| name | security-audit |
| description | Audit the product against the LOCK checklist (Login secure, Only authorized access, Clean inputs, Keys hidden), cross-checked against policy.json's actually-enforced rules, not just the abstract framework. Run before any deploy (pair with /ship-checklist), monthly, and whenever /multi-model-review flags something security-critical. |
Security Audit (LOCK checklist)
The founder can't personally verify security. LOCK gives 4 checkable
things instead of an unanswerable "is this secure?" — but a self-reported
checklist is still vibes, so cross-check it against the policy engine
that's actually running, not just the abstract framework.
What to do
-
L — Login is secure.
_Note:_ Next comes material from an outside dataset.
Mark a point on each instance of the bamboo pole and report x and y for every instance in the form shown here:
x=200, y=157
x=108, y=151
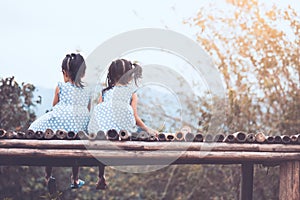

Confirm passwords are hashed, sessions
expire, and auth uses a real provider (e.g. Supabase Auth) rather than
anything hand-rolled.
-
O — Only authorized access. Confirm row-level security actually
exists — attempt to access another user's resource yourself and report
the real result. Don't accept an agent's assertion that it's fine.
-
C — Clean inputs. Confirm validation and sanitization on every
user-facing form and API. Reuse /verify-path's Hostile case if that
testing hasn't already happened for this feature.
-
K — Keys are hidden. Confirm no secrets appear in client-side code
or in any ungitignored file.
-
Cross-check against policy.json's enforced categories —
destructive_ops, secrets, prod_boundary, cost_sensitive. For
each, confirm nothing in that category slipped through before the hook
existed or was bypassed: check whether a secrets-category pattern (a
committed .env, a pasted live key) ever made it into the repo; check
whether a prod_boundary rule like prod-boundary-stripe-live-key
ever fired and was overridden without real justification.
-
Report Red/Yellow/Green per LOCK item, with the specific fix for
anything not Green — matching commands/review-code.md's format.
Anti-patterns to avoid
- Accepting "the AI said it's secure" for Only-authorized-access instead
of actually testing cross-user access yourself.
- Treating LOCK and
policy.json as redundant — LOCK is product-level,
policy.json is tool-call-level. A clean LOCK pass doesn't mean a
secrets rule was never bypassed earlier in the project's history.
- Skipping this before a deploy because
/multi-model-review Layer 3
already ran once, earlier, on something else.